If not, please explain how you calculate the "Connection". Thanks
This question was bugging me ever since I ran through the thinkster.io angular+firebase tutorial and I saw my firebase analytics tab showing a peak concurrent of 6 even though I only remember having the one page open. I looked back at the code and thought it could be to do with how the tutorial has you create a new Firebase(url) for each location in your firebase.
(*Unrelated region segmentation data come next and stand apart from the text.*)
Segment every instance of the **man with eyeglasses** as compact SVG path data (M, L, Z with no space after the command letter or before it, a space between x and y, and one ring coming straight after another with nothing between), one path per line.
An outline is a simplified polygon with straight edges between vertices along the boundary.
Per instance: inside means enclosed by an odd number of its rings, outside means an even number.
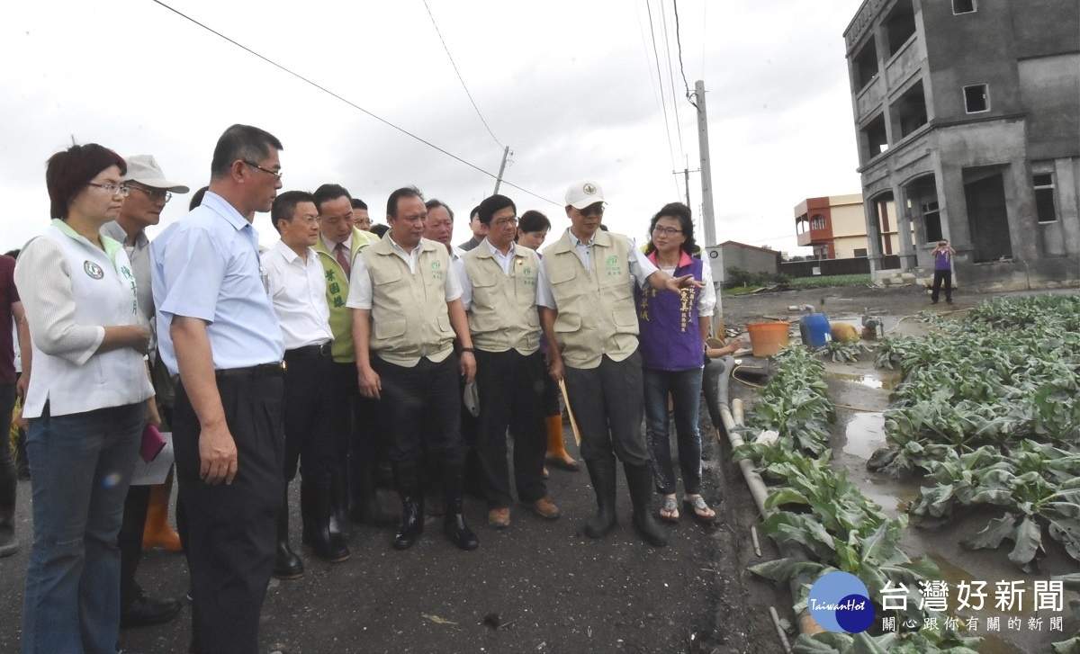
M379 452L373 419L375 408L356 387L352 310L346 306L353 260L361 248L376 243L378 239L355 226L352 196L345 187L324 183L315 189L313 195L322 234L314 248L325 269L326 301L330 309L330 330L334 332L334 400L330 404L337 420L334 433L338 464L333 476L330 533L348 541L350 520L373 527L394 524L393 517L379 506L375 485Z
M127 174L123 186L127 189L117 219L105 223L102 233L123 244L132 262L132 272L138 289L138 311L150 326L150 366L159 364L156 356L153 294L150 288L150 241L146 228L161 221L161 212L173 197L173 193L187 193L190 189L181 183L168 181L158 161L150 154L129 156ZM167 374L151 374L154 395L162 418L162 428L167 430L172 409L172 382ZM157 486L131 486L124 499L124 519L120 527L117 544L120 547L120 625L140 627L168 622L180 611L175 599L148 597L135 581L143 555L144 532L156 535L154 544L166 549L179 550L179 536L168 526L168 502L173 488L173 471L164 483ZM152 515L148 524L147 514ZM151 529L147 529L147 528ZM149 544L149 543L148 543Z
M273 309L285 339L285 492L278 519L278 554L273 574L295 580L303 562L288 545L288 483L300 464L302 542L319 558L338 563L349 548L330 536L330 492L335 465L335 430L330 357L330 310L319 255L319 209L311 193L287 191L273 201L270 220L281 234L262 257Z
M513 504L508 428L514 437L517 499L546 520L559 514L543 480L548 435L537 313L540 257L514 243L517 207L510 197L491 195L478 209L487 236L462 257L461 302L469 312L469 331L476 348L476 450L488 504L487 522L505 529Z
M273 572L285 343L252 221L281 188L281 150L258 127L226 130L202 204L150 245L159 351L178 379L173 446L193 654L258 651Z
M442 245L423 239L428 208L415 188L387 201L390 231L356 257L349 287L360 391L379 400L402 518L394 549L408 549L423 531L420 463L437 462L443 531L461 549L480 543L461 505L462 447L458 371L471 381L476 359L461 285ZM461 344L460 362L454 340Z
M566 190L570 227L543 250L537 303L548 337L549 373L566 382L581 432L581 457L596 493L585 535L599 539L617 523L616 458L622 461L634 506L633 524L650 545L667 544L652 515L652 467L642 432L642 356L637 353L634 286L679 292L701 287L692 275L657 269L633 240L600 229L604 191L594 181Z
I wanted to test the difference between creating a new Firebase(url) vs taking the root reference and then accessing the .child() location. My theory was that new Firebase(url) would create a new connection each time, while .child() would re-use the existing connection.
Setup
Created two new firebases each with identical data
Setup an angularjs project using yeoman
Included angularfire
Code
For simplicity, I just put everything in the main controller of the generated code.
To test out the connections created with new Firebase() I did the following:
$scope.fb_root = $firebase(new Firebase(FBURL_NEW));
$scope.fb_root_apps = $firebase(new Firebase(FBURL_NEW + '/apps'));
$scope.fb_root_someApp = $firebase(new Firebase(FBURL_NEW + '/apps/someApp'));
$scope.fb_root_users = $firebase(new Firebase(FBURL_NEW + '/users'));
$scope.fb_root_mike = $firebase(new Firebase(FBURL_NEW + '/users/mike'));
To test out the connections created with ref.$child() I did the following:
$scope.fb_child = $firebase(new Firebase(FBURL_CHILD));
$scope.fb_child_apps = $scope.fb_child.$child("apps");
$scope.fb_child_someApp = $scope.fb_child_apps.$child("someApp");
$scope.fb_child_users = $scope.fb_child.$child("users");
$scope.fb_child_mike = $scope.fb_child_users.$child("mike");
I then bound these objects in my view so I can see them, and I played around with updating data via my firebase forge and watching the data update live on my app.
Results
I opened up my local app into 17 browser tabs, hoping that a large number of tabs would exaggerate any differences between the connection methods.
What I found is that each tab only opened up one single web socket connection back to firebase for each firebase db. So at the end of the test, both methods resulted in the same peak count of 17 connections.
Conclusion
From this simple test I think it's safe to say that the Firebase JS library does a good job of managing its connection.
Regardless of your code calling new Firebase() a bunch of times, or by referencing child locations via .child(), the library will only create a single connection as far as your metering is concerned. That connection will stay online for as long as your app is open.
So in your example - yes I believe you will see 6 concurrent connections, 1 for the app where someone is sending the message, and 5 for the apps receiving the message.
Update
One other thing worth mentioning is that Firebase measures connections for paid plans based on the 95th percentile of usage during the month. This is listed in the FAQ section of their Pricing page # https://www.firebase.com/pricing.html
Update 11-Mar-16: Firebase no longer appears to measure connections based on 95th %. Instead, the 101st concurrent connection is denied.
https://www.firebase.com/pricing.html :
All our plans have a hard limit on the number of database connections.
Our Free and Spark plans are limited to 100. The limit cannot be
raised. All other plans have a courtesy limit of 10,000 database
connections. This can be removed to permanently allow Unlimited
connections if you email us at firebase-support#google.com.. The
reason we impose this courtesy limit is to prevent abuse and to ensure
that we are prepared to handle our largest customers. Please contact
us at least 24 hours in advance so we can lift this limit and ensure
we have enough capacity available for your needs.